Researchers meet with White House officials from the Office of Science and Technology Policy this morning to discuss ways to make high-quality experimental research less expensive and quicker to turn around to educators in the field.
Groups in education, health, and workplace safety studies—all of which, as I reported a few weeks back, were winners of new experimental design grants from the Washington-based Coalition for Evidence-Based Policy, will share their experiences and offer policy advice for ways that lawmakers can encourage faster, cheaper randomized controlled studies using the massive amounts of administrative data that schools produce.
Experts from the Aspen Institute called for such a meeting back in May, arguing in an Education Week commentary that, “the constellation of organizations and agencies conducting and disseminating education research is too fragmented and disjointed, rendering the enterprise much less helpful than it could be to policymakers and practitioners alike. In a time of tremendous academic need and tight budgets at every level of the system, we must be increasingly intentional about building coherence in this arena.”
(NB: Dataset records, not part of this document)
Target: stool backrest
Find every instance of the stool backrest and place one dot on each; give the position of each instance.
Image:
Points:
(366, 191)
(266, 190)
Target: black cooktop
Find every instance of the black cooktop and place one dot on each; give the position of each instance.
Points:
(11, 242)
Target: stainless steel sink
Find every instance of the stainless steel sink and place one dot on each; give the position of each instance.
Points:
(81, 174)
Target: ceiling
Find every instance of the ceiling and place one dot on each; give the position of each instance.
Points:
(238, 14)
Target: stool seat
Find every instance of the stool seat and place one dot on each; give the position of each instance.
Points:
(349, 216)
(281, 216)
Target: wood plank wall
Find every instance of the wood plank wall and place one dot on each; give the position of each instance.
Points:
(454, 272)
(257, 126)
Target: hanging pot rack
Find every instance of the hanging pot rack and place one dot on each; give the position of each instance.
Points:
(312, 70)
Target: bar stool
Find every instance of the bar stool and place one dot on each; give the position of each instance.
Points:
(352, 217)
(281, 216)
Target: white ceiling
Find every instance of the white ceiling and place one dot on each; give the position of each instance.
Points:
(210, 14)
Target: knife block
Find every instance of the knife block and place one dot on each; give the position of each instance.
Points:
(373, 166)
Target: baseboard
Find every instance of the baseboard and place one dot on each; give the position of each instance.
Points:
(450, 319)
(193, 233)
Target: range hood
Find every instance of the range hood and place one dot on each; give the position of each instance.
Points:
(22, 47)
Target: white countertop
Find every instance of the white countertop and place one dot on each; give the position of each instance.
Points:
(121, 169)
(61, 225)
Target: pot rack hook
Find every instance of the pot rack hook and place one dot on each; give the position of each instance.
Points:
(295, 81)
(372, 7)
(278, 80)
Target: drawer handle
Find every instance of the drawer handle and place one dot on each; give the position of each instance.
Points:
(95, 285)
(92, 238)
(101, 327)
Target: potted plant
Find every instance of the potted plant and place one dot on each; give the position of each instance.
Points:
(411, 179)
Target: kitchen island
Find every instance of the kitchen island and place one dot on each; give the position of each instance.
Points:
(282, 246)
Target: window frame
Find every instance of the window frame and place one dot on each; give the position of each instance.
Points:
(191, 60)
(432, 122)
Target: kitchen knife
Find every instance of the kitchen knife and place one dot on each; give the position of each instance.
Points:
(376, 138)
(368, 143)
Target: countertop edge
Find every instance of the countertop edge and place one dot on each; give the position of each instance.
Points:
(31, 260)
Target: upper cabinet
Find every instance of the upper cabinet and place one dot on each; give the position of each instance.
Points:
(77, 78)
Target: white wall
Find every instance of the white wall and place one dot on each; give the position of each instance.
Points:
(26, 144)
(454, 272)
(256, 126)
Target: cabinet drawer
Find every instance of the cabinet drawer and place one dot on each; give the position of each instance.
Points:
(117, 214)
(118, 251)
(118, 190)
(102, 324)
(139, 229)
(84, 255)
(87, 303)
While the meeting is not open to the public, a report on the proceedings is expected to be released, and may give a boost to the long-awaited reauthorization of the federal Education Sciences Reform Act, which has passed the House but has been waiting to be taken up by the Senate. During House hearings on the reauthorization, there was rising interest in both developing quicker, cheaper experimental studies and providing more studies that look for the contexts in which interventions are most likely to succeed.
It will be interesting to see if the meeting produces its own usable ideas for education researchers and practitioners.